Built between 1883 and 1888, Casa Vicens was Gaudí’s first important building. While it looks like it has popped out a children’s fairytale, the house was initially designed as a residential abode for one of Barcelona’s richest families. Although you can’t enter the house, the view from the street is enough to tickle the senses.
Casa Milà ‘La Pedrera’
Now a UNESCO World Heritage site, this giant sandcastle looks more like a hotel, as opposed to the home it once was. Build between 1906 and 1912, Casa Milà is now open to the public for self-guided tours. Be sure to check out the rooftop, with its alien like structures, as it’s truly the highlight of the mammoth abode.
Another UNESCO World Heritage site, the park was built between 1900 and 1914. The ‘trencadis’ (irregular, ceramic mosaic) surfaces on many of the walls and buildings colour the park, and work in balance with the lush greenery surrounding it. Keep an eye out (although they’re hard to miss!) for the two buildings near the main park entrance, which appear as if they’re been take straight out of Hansel and Gretel. General entry to the park grounds is free, however the main park requires a ticket which can be purchased at any of the entrences.

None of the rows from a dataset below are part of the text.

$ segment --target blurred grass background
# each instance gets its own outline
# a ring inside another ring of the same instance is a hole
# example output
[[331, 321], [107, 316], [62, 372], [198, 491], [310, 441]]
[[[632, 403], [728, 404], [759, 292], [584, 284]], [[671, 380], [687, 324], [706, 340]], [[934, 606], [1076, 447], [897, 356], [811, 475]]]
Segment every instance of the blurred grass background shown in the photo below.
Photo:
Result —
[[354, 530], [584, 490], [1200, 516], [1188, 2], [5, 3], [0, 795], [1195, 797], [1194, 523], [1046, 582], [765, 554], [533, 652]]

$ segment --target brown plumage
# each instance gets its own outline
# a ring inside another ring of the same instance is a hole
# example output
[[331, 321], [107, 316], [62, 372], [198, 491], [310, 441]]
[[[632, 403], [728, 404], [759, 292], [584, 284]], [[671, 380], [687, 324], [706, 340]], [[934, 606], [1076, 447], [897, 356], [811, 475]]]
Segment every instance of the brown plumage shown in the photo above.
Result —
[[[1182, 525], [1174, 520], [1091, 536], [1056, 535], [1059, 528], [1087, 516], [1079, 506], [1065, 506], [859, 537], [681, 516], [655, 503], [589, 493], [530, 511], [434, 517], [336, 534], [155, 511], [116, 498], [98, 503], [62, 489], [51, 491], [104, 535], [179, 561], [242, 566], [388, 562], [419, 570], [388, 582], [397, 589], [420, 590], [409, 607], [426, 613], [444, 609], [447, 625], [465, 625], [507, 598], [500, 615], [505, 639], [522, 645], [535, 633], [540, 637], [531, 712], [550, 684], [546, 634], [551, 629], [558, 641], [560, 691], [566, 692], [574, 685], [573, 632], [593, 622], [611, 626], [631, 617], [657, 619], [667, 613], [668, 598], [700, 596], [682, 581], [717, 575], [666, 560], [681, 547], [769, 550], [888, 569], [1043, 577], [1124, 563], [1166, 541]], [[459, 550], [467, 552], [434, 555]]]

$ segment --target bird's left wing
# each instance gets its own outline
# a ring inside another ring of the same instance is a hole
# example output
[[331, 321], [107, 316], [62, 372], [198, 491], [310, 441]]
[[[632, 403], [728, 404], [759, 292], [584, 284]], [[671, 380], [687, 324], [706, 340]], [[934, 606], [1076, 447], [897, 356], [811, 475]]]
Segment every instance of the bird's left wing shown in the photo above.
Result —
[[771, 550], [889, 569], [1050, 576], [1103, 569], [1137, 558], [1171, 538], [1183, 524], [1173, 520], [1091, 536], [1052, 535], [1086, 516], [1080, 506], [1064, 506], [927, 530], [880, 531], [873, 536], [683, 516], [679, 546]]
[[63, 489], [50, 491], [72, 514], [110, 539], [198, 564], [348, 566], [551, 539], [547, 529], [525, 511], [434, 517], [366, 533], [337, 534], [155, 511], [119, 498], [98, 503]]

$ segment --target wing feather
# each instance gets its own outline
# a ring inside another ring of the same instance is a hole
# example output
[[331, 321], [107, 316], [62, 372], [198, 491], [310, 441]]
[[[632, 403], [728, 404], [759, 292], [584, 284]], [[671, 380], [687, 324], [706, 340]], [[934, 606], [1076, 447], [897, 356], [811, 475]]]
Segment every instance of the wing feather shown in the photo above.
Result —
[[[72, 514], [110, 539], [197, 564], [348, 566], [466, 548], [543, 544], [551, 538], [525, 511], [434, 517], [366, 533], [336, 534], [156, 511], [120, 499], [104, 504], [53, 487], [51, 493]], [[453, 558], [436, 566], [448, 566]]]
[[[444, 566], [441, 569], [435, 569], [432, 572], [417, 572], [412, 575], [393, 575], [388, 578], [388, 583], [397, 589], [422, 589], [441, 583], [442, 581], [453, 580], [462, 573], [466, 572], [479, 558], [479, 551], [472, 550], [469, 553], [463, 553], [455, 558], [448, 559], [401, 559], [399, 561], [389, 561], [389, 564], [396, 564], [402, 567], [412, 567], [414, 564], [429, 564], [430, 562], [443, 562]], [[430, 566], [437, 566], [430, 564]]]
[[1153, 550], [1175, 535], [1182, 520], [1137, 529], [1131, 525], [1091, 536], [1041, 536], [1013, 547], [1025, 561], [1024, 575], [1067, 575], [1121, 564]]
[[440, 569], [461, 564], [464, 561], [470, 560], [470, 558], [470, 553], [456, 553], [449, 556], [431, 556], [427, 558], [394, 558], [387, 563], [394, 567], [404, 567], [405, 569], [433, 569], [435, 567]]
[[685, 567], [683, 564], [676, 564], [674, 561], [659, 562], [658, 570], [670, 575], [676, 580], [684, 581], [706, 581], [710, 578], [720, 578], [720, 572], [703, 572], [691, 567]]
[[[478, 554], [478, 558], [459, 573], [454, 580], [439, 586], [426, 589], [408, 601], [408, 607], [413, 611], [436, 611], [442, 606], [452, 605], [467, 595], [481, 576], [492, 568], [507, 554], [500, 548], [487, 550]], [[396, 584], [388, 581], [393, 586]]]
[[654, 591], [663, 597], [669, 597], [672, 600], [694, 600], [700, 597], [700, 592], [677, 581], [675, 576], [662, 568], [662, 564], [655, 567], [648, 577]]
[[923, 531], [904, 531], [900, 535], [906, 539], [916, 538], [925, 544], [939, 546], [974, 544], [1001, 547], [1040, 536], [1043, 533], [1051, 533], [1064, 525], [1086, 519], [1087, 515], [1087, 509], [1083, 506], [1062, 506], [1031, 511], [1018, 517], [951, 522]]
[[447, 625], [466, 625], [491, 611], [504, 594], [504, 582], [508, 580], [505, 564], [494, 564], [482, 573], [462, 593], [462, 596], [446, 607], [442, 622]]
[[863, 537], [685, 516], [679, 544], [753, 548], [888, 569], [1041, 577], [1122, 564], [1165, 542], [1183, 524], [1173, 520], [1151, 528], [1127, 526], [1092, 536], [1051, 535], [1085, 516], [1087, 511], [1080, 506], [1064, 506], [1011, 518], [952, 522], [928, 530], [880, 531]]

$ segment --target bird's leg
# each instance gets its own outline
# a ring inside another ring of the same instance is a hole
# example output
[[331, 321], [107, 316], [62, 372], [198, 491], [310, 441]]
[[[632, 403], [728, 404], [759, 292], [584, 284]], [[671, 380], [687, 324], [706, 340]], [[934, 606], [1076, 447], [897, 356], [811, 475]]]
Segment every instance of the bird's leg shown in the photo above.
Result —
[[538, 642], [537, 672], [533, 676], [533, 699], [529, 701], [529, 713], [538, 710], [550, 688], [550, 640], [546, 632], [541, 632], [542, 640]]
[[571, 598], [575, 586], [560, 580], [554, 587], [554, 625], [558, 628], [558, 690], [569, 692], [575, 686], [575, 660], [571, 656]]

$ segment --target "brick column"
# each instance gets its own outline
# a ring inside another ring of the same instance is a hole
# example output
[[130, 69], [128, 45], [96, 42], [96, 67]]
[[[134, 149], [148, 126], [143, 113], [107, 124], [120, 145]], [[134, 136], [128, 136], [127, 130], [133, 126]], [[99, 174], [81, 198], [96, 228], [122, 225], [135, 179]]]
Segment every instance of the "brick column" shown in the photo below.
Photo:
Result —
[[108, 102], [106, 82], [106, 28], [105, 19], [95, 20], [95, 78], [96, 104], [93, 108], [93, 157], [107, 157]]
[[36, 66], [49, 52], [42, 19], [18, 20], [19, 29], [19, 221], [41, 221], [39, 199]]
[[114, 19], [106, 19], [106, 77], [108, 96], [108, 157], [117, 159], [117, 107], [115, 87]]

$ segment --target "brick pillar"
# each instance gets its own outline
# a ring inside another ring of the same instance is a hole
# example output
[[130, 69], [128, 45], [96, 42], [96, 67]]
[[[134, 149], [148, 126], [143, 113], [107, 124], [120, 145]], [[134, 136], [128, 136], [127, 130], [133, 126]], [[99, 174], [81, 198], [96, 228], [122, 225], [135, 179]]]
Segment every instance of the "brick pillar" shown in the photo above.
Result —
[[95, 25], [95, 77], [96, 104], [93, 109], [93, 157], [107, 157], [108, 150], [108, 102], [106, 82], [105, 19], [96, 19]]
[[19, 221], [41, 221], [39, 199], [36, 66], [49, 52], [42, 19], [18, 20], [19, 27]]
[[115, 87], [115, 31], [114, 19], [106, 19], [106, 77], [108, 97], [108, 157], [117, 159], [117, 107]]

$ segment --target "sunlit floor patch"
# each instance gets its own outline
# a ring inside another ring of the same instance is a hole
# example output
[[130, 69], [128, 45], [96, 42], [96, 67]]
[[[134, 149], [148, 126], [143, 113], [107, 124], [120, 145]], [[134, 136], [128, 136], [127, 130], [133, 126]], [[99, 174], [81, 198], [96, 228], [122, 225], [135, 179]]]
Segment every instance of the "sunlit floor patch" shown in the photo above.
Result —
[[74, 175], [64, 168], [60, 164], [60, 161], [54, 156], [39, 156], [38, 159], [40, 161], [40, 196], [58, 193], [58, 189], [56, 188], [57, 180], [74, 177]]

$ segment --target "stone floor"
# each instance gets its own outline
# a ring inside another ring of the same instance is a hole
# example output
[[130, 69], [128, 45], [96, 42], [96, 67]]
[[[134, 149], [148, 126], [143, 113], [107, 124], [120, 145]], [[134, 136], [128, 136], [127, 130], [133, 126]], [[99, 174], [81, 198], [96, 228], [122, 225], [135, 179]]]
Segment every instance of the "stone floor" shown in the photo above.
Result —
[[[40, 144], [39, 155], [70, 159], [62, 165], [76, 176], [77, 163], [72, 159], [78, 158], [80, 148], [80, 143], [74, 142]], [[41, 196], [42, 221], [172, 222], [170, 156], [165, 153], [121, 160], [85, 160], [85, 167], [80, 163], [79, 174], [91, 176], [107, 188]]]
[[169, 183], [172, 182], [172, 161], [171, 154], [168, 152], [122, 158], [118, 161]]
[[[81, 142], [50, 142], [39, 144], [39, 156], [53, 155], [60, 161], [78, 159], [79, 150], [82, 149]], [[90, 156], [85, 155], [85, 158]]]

From the moment you lay eyes on the façade of this restored house (originally built in 1877, and restored by Gaudí in 1904 for the Batlló family) you’ll be drawn into the opulent fantasy scheme of colours, masquerade masques (or skulls) and the shining rainbow serpant rooftop. Take one of the self-guided tours inside, and each room will fill you with new wonder.
La Sagrada Familia
How could I leave this off the list? Under construction since 1892, this marvel of a church is still being built. Before entering, make sure to spend some time taking in the immense detail which adorns the façade. Once inside you’ll enter a forest-like structure, bathed in multi-coloured light by the many stained glass windows. Take a climb up one of the towers for a spectacular view of the city.